Candida albicans, an asexual, diploid yeast, has emerged as the primary fungal pathogen of medical importance (18). This polymorphic yeast normally exists as a harmless commensal. However, in patients immunocompromised due to AIDS, organ transplantation, or chemotherapy, C. albicans can cause significant morbidity and mortality. Despite the increasing clinical importance of C. albicans and other Candida spp., we lack a clear understanding of Candida pathogenesis and the etiology of candidiasis (4). Much of this lack of understanding of the basic biology of Candida is due to the facts that it is diploid and has no known sexual cycle, although recent evidence suggests that a genetic system may exist (11, 17). Many of the classical genetic approaches that have been successful in elucidating the pathogenicity of bacteria and of some species of phytopathogenic fungi cannot be successfully applied to Candida. In particular, it has been difficult to demonstrate unequivocally the role of particular genes in the pathogenic process (16).

Presently, the use of molecular techniques such as transformation has circumvented some of the problems of genetic analysis (24). The Ura-blaster cassette, which was originally developed by Alani et al. (1) for the sequential disruption of genes in Saccharomyces cerevisiae, was adopted by Irwin and Fonzi (5) for use in C. albicans. This procedure utilizes a selectable marker (in this case, the URA3 gene, encoding orotidine 5′-monophosphate [OMP] decarboxylase) flanked by direct repeats of heterologous sequence (the Salmonella hisG gene). This cassette is used to disrupt or replace the gene of interest. The construct is then used for disruption of the intended gene by homologous integration into a ura3 strain, and cells are selected on the basis of URA3 prototrophy. Mitotic recombination between the hisG repeat sequences results in a return to uridine auxotrophy, with the presence of a hisG “footprint” disrupting one allele of the gene of interest. This process is then repeated to disrupt the second allele. To date, most molecular studies of C. albicans biology have utilized the Ura-blaster approach in a ura3 strain, CAI-4, derived from a clinical strain, SC5314 (5). Because use of the Ura-blaster cassette requires ura3 auxotrophy, its use is limited to laboratory strains and precludes the study of clinical isolates.

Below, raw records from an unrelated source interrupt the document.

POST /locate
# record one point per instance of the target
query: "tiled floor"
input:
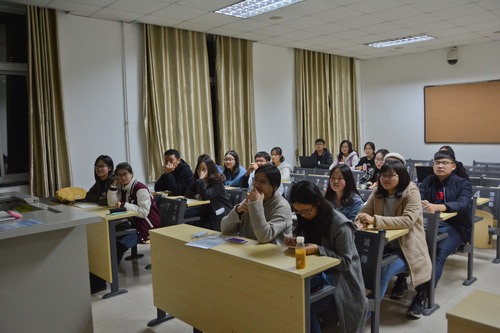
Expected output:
(130, 312)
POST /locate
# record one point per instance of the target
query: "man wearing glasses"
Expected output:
(446, 192)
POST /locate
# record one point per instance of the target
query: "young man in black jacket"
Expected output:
(446, 192)
(322, 154)
(177, 175)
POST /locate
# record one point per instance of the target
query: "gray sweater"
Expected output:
(268, 222)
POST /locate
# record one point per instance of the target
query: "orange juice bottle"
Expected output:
(300, 253)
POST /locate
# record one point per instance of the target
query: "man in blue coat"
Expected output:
(448, 193)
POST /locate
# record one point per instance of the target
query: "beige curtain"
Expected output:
(235, 99)
(326, 101)
(176, 96)
(50, 167)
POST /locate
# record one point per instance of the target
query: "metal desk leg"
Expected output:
(161, 317)
(115, 288)
(307, 294)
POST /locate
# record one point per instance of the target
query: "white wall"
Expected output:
(92, 76)
(392, 101)
(274, 89)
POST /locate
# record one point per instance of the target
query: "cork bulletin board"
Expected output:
(463, 113)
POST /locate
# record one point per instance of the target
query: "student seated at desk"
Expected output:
(284, 167)
(379, 161)
(369, 159)
(128, 192)
(209, 185)
(264, 215)
(347, 155)
(103, 174)
(460, 169)
(322, 154)
(446, 192)
(233, 171)
(395, 204)
(177, 175)
(327, 232)
(342, 193)
(261, 158)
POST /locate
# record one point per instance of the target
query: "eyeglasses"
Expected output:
(443, 163)
(123, 175)
(305, 212)
(389, 177)
(101, 166)
(262, 182)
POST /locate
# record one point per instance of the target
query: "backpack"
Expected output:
(68, 195)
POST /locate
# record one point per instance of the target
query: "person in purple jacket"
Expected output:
(177, 176)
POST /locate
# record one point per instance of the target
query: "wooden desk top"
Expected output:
(391, 234)
(190, 202)
(479, 309)
(482, 201)
(273, 256)
(103, 212)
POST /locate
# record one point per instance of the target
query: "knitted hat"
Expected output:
(395, 156)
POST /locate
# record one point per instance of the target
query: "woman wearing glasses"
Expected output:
(395, 204)
(264, 215)
(209, 185)
(379, 161)
(327, 232)
(128, 192)
(284, 167)
(342, 193)
(233, 171)
(103, 174)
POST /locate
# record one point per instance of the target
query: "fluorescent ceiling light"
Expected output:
(249, 8)
(400, 41)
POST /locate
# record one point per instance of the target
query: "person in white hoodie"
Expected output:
(346, 155)
(284, 167)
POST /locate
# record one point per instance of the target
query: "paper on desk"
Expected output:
(86, 205)
(208, 242)
(19, 224)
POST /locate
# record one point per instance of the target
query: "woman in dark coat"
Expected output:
(328, 232)
(209, 185)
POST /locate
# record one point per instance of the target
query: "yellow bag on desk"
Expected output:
(69, 195)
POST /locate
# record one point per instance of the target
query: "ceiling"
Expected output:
(339, 27)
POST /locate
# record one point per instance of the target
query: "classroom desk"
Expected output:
(478, 312)
(190, 202)
(391, 234)
(44, 281)
(231, 287)
(101, 247)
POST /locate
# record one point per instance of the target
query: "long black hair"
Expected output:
(349, 189)
(236, 169)
(307, 193)
(108, 161)
(272, 174)
(340, 156)
(213, 173)
(403, 178)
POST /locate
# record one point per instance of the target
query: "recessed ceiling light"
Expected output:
(400, 41)
(249, 8)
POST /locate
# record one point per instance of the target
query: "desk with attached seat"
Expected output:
(247, 287)
(101, 244)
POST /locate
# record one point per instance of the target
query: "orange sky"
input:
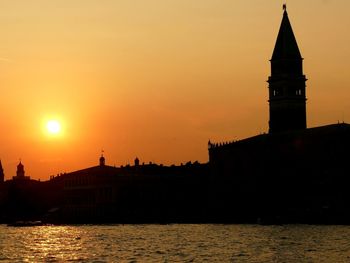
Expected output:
(154, 79)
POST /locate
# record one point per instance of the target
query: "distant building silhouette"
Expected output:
(291, 174)
(20, 173)
(2, 176)
(287, 82)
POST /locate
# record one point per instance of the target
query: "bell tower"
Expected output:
(287, 99)
(2, 176)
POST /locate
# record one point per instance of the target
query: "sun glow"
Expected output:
(53, 127)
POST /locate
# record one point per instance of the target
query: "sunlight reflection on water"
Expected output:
(175, 243)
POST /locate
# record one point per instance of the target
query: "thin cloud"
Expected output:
(6, 60)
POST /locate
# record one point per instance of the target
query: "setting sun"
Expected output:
(53, 127)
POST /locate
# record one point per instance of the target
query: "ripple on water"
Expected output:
(175, 243)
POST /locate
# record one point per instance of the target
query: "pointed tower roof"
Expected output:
(286, 46)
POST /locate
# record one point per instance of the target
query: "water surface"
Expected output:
(175, 243)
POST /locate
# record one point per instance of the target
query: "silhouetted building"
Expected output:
(291, 174)
(20, 173)
(287, 82)
(2, 176)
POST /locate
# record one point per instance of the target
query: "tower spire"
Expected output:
(287, 82)
(2, 176)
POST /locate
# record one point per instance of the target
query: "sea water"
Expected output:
(175, 243)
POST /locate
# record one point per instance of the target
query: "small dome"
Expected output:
(20, 166)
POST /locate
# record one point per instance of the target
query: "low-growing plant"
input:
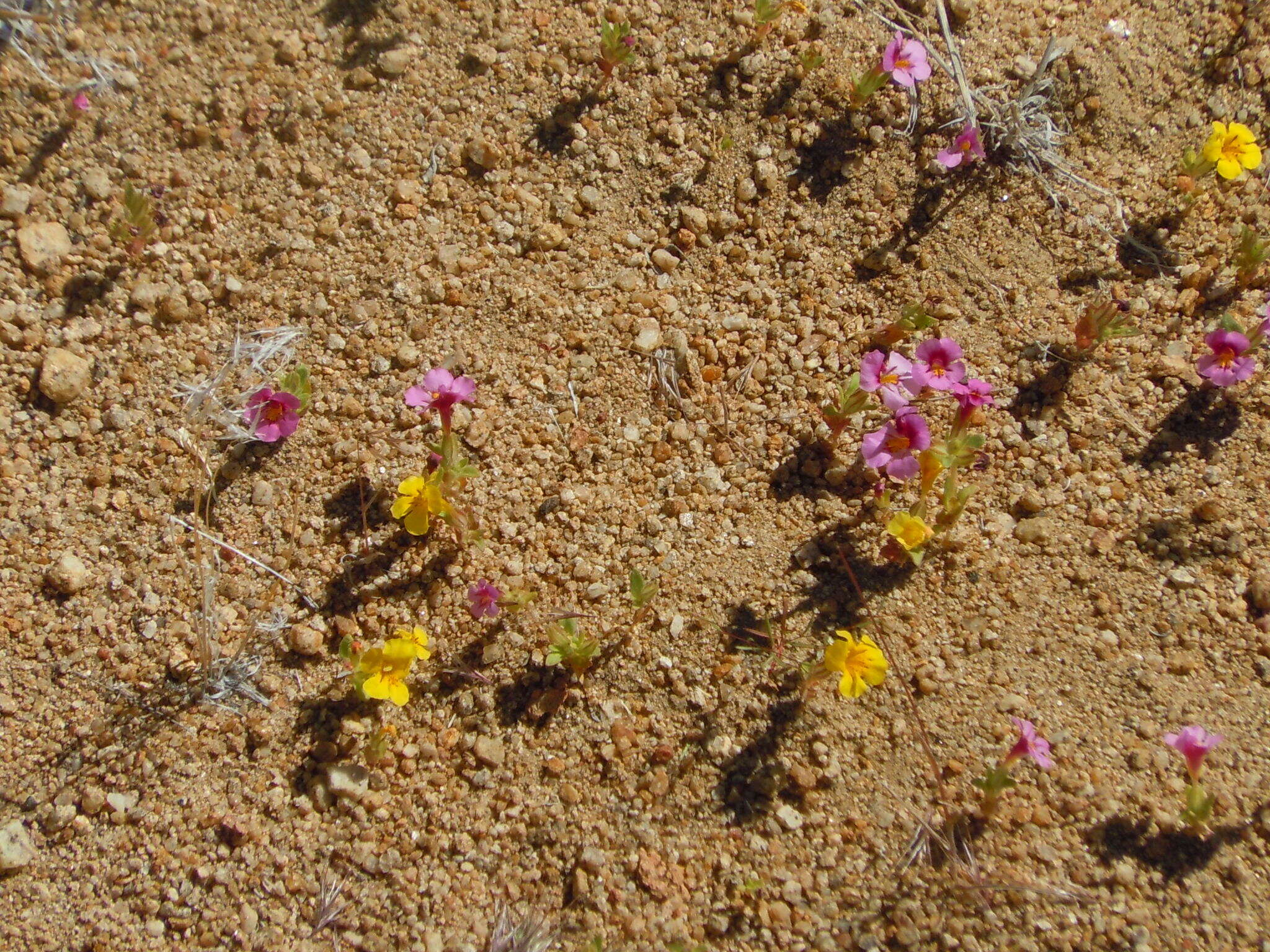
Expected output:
(616, 46)
(1194, 744)
(643, 591)
(1250, 254)
(569, 648)
(997, 780)
(135, 226)
(1103, 322)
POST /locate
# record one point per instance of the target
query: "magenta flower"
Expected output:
(939, 364)
(483, 599)
(893, 446)
(906, 61)
(1193, 743)
(1227, 363)
(1029, 744)
(964, 149)
(272, 414)
(889, 374)
(440, 391)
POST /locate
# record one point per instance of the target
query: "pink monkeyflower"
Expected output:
(1193, 743)
(906, 61)
(889, 374)
(440, 391)
(939, 364)
(1227, 363)
(272, 414)
(964, 150)
(893, 446)
(483, 599)
(1029, 744)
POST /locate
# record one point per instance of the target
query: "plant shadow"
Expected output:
(554, 133)
(1203, 419)
(1174, 853)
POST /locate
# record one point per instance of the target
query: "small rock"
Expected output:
(64, 376)
(43, 245)
(1037, 530)
(16, 201)
(394, 63)
(68, 575)
(17, 847)
(665, 260)
(489, 751)
(305, 641)
(789, 818)
(648, 334)
(351, 781)
(97, 183)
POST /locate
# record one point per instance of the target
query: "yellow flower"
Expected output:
(418, 638)
(1232, 149)
(418, 499)
(381, 672)
(910, 531)
(860, 663)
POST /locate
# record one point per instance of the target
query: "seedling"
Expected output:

Recently Lay et al. (16) found that many strains harboring genetic lesions induced by the Ura-blaster technique showed variable OMP decarboxylase activities, usually reduced compared to the wild-type progenitor strain SC5314 (16). Variation in the levels of OMP decarboxylase may cause problems in studies of virulence (13). It was suggested that position effects (15) can reduce the levels of OMP decarboxylase activity to less than wild-type levels. This finding calls into question previous studies in which decreased virulence is attributed to disruption of the targeted gene, although some laboratories have not been able to repeat the variation in OMP dehydrogenase (W. A. Fonzi et al., personal communication). Lay et al. (16) called for the development of a different selectable marker, one that does not influence virulence.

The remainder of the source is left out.